Un aspetto sicuramente positivo che fa da contraltare al discorso esposto finora è il nuovo impatto che le IA hanno avuto sulla memoria, che senza alcun dubbio costituisce una caratteristica fondamentale per la costruzione della nostra identità. Si è notato che esiste una correlazione molto stretta tra la memoria interna, legata al nostro cervello biologico e la memoria esterna che, invece, è dettata da strumenti, perlopiù tecnologici.
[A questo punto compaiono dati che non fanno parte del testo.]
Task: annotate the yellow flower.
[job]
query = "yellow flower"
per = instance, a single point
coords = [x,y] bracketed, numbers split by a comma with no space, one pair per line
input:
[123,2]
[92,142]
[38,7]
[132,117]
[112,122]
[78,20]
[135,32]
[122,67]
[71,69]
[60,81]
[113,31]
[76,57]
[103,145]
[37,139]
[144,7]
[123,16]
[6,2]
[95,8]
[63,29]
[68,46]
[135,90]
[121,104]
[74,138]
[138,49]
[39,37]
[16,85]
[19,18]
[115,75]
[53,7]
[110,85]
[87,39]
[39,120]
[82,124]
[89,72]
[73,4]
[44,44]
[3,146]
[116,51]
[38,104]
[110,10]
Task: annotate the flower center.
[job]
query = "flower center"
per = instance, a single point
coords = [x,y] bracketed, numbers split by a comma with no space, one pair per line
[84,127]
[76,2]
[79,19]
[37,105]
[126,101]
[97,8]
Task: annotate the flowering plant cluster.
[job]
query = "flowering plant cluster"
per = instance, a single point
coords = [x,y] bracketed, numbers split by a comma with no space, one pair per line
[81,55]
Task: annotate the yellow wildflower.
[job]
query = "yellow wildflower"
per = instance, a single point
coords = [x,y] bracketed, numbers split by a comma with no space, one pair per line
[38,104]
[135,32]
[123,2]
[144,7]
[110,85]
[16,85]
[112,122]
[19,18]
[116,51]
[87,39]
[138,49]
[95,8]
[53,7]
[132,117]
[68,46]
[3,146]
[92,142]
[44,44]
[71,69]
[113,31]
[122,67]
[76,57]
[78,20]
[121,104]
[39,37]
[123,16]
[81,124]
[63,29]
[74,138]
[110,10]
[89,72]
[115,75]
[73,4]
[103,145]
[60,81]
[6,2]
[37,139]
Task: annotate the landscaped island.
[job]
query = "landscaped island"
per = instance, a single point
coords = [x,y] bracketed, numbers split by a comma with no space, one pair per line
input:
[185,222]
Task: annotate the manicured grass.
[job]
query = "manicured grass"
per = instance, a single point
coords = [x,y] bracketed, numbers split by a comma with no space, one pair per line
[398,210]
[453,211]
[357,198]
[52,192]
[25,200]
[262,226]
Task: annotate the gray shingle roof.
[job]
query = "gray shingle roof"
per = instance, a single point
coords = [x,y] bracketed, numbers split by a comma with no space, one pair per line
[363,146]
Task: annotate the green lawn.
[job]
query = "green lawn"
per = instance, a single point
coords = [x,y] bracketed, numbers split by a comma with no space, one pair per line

A questo proposito, Andy Clark e David Chalmers nel 1998 hanno sviluppato una teoria, detta “della mente estesa”[2] che sottolinea come «la nostra mente utilizzi per i suoi processi cognitivi non solo il cervello biologico, ma molte sue estensioni esterne, naturali e sempre più spesso artificiali o culturali» (p. 126). I memofilm, solo per fare un esempio, si sono rilevati molto benefici per le persone che soffrono di amnesia o altri disturbi della memoria.
Da questo quadro, in conclusione, traspare il fatto che la terza grande rivoluzione digitale è – e, per una naturale tendenza, sarà – un fenomeno molto importante per la vita dell’uomo e per l’ambiente circostante, ma anche per l’accesso alla conoscenza e alla divulgazione del sapere, grazie alla sua capacità di offrire significativi ausili, ma il dipinto roseo potrà essere mantenuto solo se non verranno sottovalutati i rischi che sin da ora emergono e se ci si muoverà senza indugi con le istituzioni verso una regolamentazione e un controllo concreti, evitando che la strada del progresso diventi, invece, un percorso irreversibile di regressione collettiva.
[1] Emendamenti del Parlamento Europeo, approvati il 14 giugno 2023.
[2] Si veda l’articolo di Andy Clark e David Chalmers, The Extended Mind, in «Analysis» 58,1, gennaio 1998.